Wellness Südtirol
In einem Wellnesshotel in Südtirol vom Alltag abschalten und auftanken
28. Juni 2011
Posted in Internet News
Google hat - wie alle halbe Jahre - seinen "Transparency Report" veröffentlicht, der über staatliche Eingriffe in die Arbeit der Suchmaschine aufklären soll. Leider lässt Google aber auch dieses Mal den interessierten Leser bei der Interpretation der Daten im Stich.
So mag es zwar verständlich sein, wenn in den Vereinigten Staaten die meisten (n=4.601) behördlichen Anfragen bezüglich der Herausgabe von Nutzerdaten registriert werden. Es ist auch nachvollziehbar, wenn die Suchmaschine in ihrem Heimatland der überwiegenden Zahl von Anfragen (94%) auch nachkommt. Doch warum wird zugleich keine einzige Anfrage dieser Art aus der Schweiz berichtet? Und warum gibt Google für Ungarn (68 Forderungen nach Datenherausgabe) und die Türkei (45 Forderungen nach Datenherausgabe) jeweils an, keiner einzigen dieser Anfragen nachgekommen zu sein? Von den 768 behördlichen Anfragen nach Nutzerdaten wurden in Deutschland 76% von Google ausgeführt, von den 1.021 Anfragen in Frankreich dagegen nur 56%.
Ähnlich verhält es sich mit den Daten zu den von staatlicher Seite geforderten Entfernung von Inhalten. Hier steht Brasilien mit 263 "Removal Requests" auf Platz 1 der Liste, gefolgt von Südkorea (139) und Deutschland (118). Doch die 118 auf deutscher Seite gestellten Anträge entsprechen 1.932 entfernten "Items". Großbritannien dagegen hat nur 38 Forderungen dieser Art erhoben, doch Google hat im Auftrag der britischen Regierung 93.518 verschiedene Inhalte entfernt. Die 38 britischen Forderungen haben also sehr viele Web-Inhalte gleichzeitig betroffen.

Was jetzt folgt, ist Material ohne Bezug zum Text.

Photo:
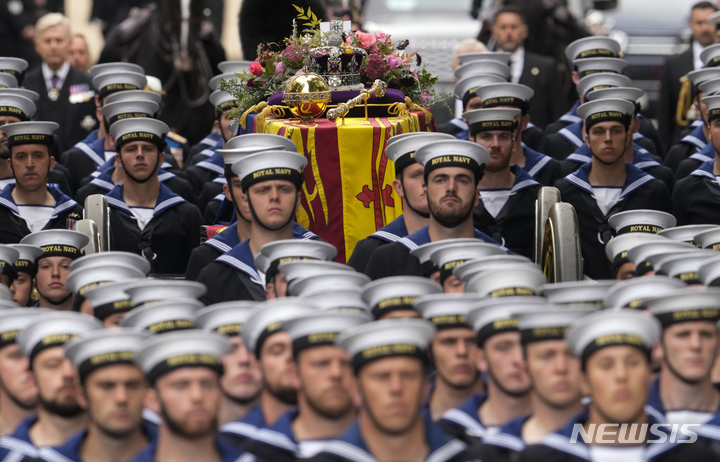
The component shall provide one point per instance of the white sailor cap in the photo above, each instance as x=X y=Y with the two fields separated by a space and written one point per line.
x=686 y=305
x=225 y=318
x=57 y=242
x=633 y=292
x=608 y=328
x=134 y=95
x=484 y=66
x=113 y=82
x=343 y=300
x=686 y=266
x=14 y=319
x=448 y=257
x=270 y=165
x=483 y=120
x=161 y=354
x=108 y=299
x=139 y=129
x=54 y=329
x=593 y=47
x=223 y=100
x=641 y=221
x=397 y=293
x=335 y=279
x=236 y=66
x=16 y=105
x=30 y=133
x=84 y=279
x=274 y=254
x=507 y=280
x=500 y=56
x=447 y=311
x=96 y=349
x=110 y=258
x=155 y=290
x=388 y=338
x=470 y=268
x=401 y=148
x=267 y=317
x=466 y=89
x=313 y=330
x=595 y=82
x=129 y=109
x=453 y=153
x=27 y=254
x=162 y=317
x=577 y=292
x=550 y=323
x=606 y=110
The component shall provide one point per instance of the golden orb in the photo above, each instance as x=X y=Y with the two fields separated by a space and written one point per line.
x=307 y=96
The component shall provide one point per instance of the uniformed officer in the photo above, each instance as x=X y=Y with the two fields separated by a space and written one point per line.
x=114 y=389
x=147 y=218
x=408 y=184
x=60 y=247
x=30 y=205
x=390 y=360
x=241 y=382
x=453 y=351
x=607 y=184
x=271 y=182
x=452 y=171
x=59 y=415
x=183 y=370
x=263 y=335
x=506 y=209
x=327 y=392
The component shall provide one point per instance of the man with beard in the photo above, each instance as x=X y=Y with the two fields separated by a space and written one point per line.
x=555 y=376
x=184 y=369
x=30 y=205
x=506 y=210
x=271 y=183
x=390 y=360
x=60 y=247
x=262 y=334
x=59 y=415
x=326 y=391
x=241 y=382
x=500 y=357
x=684 y=392
x=18 y=393
x=452 y=171
x=114 y=390
x=409 y=185
x=239 y=230
x=149 y=219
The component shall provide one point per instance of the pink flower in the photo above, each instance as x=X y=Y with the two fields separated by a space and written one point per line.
x=255 y=68
x=394 y=61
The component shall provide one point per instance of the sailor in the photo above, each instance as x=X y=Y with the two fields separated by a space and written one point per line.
x=506 y=209
x=114 y=389
x=452 y=171
x=390 y=360
x=271 y=184
x=408 y=184
x=30 y=205
x=147 y=218
x=183 y=370
x=60 y=247
x=608 y=184
x=263 y=335
x=241 y=382
x=326 y=391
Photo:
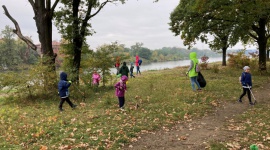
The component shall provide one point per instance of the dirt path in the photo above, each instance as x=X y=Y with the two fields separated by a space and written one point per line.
x=194 y=134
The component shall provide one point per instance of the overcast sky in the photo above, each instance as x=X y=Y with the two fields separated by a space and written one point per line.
x=136 y=21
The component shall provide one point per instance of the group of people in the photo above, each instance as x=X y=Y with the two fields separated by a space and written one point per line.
x=124 y=70
x=245 y=78
x=120 y=87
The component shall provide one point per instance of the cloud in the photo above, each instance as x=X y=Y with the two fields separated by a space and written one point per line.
x=135 y=21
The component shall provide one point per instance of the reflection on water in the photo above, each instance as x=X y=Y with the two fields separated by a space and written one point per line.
x=172 y=64
x=167 y=64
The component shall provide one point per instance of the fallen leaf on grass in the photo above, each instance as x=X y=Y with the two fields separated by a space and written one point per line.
x=42 y=147
x=70 y=139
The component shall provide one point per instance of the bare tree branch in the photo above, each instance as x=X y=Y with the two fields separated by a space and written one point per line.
x=18 y=30
x=54 y=5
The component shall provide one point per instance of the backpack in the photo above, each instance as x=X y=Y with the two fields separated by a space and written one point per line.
x=201 y=80
x=197 y=68
x=240 y=78
x=140 y=62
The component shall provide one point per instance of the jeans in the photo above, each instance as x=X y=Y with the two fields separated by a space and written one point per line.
x=246 y=90
x=121 y=101
x=62 y=102
x=193 y=82
x=138 y=69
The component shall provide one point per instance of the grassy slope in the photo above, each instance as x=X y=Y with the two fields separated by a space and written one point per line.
x=165 y=98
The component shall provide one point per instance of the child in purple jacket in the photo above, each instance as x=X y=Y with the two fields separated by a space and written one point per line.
x=120 y=89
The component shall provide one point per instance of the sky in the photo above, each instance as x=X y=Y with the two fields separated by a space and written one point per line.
x=135 y=21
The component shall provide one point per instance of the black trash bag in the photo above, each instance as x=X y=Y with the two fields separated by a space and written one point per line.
x=201 y=80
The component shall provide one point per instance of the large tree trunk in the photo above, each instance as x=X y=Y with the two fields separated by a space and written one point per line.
x=224 y=50
x=43 y=18
x=77 y=41
x=262 y=41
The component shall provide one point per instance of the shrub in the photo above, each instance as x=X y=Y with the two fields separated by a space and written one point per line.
x=204 y=62
x=239 y=60
x=215 y=68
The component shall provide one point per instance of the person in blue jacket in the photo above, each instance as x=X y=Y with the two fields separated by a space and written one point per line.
x=246 y=82
x=63 y=86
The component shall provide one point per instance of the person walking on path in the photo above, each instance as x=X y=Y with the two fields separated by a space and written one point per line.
x=63 y=86
x=124 y=69
x=131 y=70
x=120 y=89
x=117 y=65
x=137 y=64
x=95 y=79
x=246 y=82
x=192 y=71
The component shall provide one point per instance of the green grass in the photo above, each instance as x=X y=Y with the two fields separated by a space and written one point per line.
x=165 y=97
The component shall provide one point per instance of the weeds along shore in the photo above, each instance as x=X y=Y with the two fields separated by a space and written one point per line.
x=164 y=98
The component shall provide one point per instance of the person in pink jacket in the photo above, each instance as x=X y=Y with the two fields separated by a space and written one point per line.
x=120 y=89
x=95 y=78
x=137 y=64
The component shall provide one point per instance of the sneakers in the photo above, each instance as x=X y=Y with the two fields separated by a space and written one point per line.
x=74 y=106
x=122 y=109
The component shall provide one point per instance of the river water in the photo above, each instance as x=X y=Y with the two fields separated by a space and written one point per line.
x=168 y=64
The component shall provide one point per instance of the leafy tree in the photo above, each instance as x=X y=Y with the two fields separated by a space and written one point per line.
x=72 y=21
x=9 y=57
x=231 y=21
x=43 y=14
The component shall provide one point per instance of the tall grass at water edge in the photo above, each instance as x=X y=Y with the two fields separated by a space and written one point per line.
x=164 y=97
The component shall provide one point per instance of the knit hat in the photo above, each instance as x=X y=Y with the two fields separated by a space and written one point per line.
x=253 y=147
x=246 y=67
x=124 y=78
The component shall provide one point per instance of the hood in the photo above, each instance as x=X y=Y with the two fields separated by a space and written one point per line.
x=124 y=78
x=63 y=76
x=246 y=67
x=193 y=55
x=137 y=57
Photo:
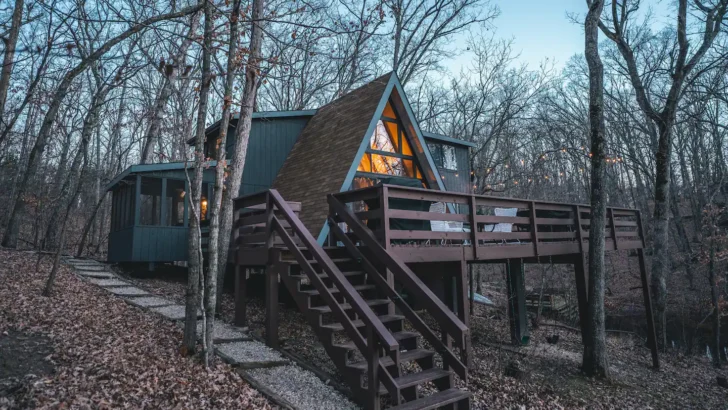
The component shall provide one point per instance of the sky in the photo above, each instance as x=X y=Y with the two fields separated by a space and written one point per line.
x=541 y=29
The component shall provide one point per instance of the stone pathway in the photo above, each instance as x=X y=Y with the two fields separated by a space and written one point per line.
x=265 y=368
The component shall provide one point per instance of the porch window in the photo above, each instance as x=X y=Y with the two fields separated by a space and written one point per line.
x=175 y=203
x=150 y=201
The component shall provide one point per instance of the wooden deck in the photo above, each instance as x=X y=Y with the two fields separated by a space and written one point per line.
x=538 y=229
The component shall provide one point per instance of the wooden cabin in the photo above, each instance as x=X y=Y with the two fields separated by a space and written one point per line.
x=149 y=214
x=367 y=220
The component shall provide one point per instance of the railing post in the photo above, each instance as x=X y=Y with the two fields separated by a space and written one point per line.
x=373 y=371
x=534 y=229
x=384 y=207
x=473 y=226
x=610 y=214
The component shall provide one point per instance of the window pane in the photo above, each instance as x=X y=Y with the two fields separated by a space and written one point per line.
x=175 y=203
x=151 y=202
x=380 y=140
x=449 y=160
x=366 y=163
x=436 y=153
x=388 y=111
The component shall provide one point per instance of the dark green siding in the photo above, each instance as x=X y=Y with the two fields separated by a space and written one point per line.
x=160 y=243
x=459 y=180
x=271 y=139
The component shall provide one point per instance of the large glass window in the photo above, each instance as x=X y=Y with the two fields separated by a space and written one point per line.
x=389 y=152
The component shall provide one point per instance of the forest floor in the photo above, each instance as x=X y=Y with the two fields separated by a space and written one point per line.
x=553 y=378
x=84 y=348
x=81 y=352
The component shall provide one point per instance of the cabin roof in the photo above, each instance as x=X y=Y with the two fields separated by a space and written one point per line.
x=320 y=160
x=259 y=115
x=448 y=140
x=149 y=168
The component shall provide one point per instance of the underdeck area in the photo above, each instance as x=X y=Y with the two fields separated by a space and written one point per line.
x=390 y=254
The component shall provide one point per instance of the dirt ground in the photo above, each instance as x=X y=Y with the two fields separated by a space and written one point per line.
x=83 y=348
x=553 y=379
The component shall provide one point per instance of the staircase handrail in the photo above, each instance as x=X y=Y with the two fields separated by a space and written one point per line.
x=451 y=324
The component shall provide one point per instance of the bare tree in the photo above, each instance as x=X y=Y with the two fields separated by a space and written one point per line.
x=10 y=236
x=595 y=361
x=664 y=118
x=242 y=133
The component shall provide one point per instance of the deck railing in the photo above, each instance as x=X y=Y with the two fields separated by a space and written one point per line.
x=474 y=226
x=270 y=219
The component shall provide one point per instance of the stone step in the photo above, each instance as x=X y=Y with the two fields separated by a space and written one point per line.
x=149 y=301
x=250 y=354
x=127 y=291
x=174 y=312
x=96 y=275
x=107 y=283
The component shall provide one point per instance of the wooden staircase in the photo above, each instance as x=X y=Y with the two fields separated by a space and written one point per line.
x=358 y=315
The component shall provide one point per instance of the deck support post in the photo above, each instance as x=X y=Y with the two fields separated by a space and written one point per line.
x=463 y=308
x=271 y=304
x=241 y=279
x=517 y=302
x=582 y=294
x=651 y=336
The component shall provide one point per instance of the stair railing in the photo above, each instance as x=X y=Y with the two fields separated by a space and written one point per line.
x=450 y=360
x=377 y=337
x=451 y=325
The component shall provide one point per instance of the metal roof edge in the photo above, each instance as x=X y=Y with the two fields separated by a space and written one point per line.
x=142 y=168
x=449 y=140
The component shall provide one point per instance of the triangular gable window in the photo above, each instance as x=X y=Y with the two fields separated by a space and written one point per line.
x=388 y=153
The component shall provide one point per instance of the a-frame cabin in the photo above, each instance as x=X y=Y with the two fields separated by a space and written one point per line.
x=368 y=221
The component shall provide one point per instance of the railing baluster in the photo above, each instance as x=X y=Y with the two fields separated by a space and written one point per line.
x=534 y=228
x=610 y=214
x=474 y=226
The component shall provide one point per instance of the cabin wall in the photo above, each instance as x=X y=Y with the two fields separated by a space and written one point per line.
x=271 y=139
x=457 y=180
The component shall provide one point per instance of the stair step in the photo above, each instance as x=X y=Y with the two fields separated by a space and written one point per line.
x=397 y=336
x=404 y=357
x=359 y=288
x=337 y=327
x=415 y=379
x=435 y=401
x=324 y=275
x=346 y=306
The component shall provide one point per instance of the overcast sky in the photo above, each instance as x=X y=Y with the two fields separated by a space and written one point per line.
x=541 y=29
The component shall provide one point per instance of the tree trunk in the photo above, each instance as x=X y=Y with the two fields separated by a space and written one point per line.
x=171 y=72
x=218 y=258
x=210 y=290
x=195 y=259
x=10 y=236
x=715 y=299
x=661 y=240
x=242 y=131
x=8 y=59
x=595 y=361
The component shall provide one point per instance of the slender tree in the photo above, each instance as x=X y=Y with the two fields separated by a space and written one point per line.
x=242 y=133
x=595 y=361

Aber ohne weitere Informationen ist auch das kaum einzuordnen. Immerhin in einem Punkt hat Googles Transparenz-Report allerdings Fortschritte gemacht. Noch bis zum letzten Jahr wurden die Forderungen der chinesischen Regierung in dem Bericht gar nicht erst erwähnt, weil Chinas Regierung in diesen Informationen ein Staatsgeheimnis sieht. Wie es sich für Nicht-Demokratien gehört, waren die Informationen über Zensur also der Zensur zum Opfer gefallen.
Im letzten Bericht stellt sich dieses Problem nun nicht mehr. Google hat China ja ein wenig den Rücken zugewandt und schickt Besucher von google.cn jetzt mit einem Link auf google.com.hk weiter. Wer das nicht will, kann unter google.cn nach Musik suchen oder sich Texte von Google übersetzen lassen. Inhalte, die es zu entfernen gilt, sind dort nicht zu finden. Folgerichtig werden in China wie in der Schweiz keine Forderungen dieser Art gestellt. Es lebe die Statistik!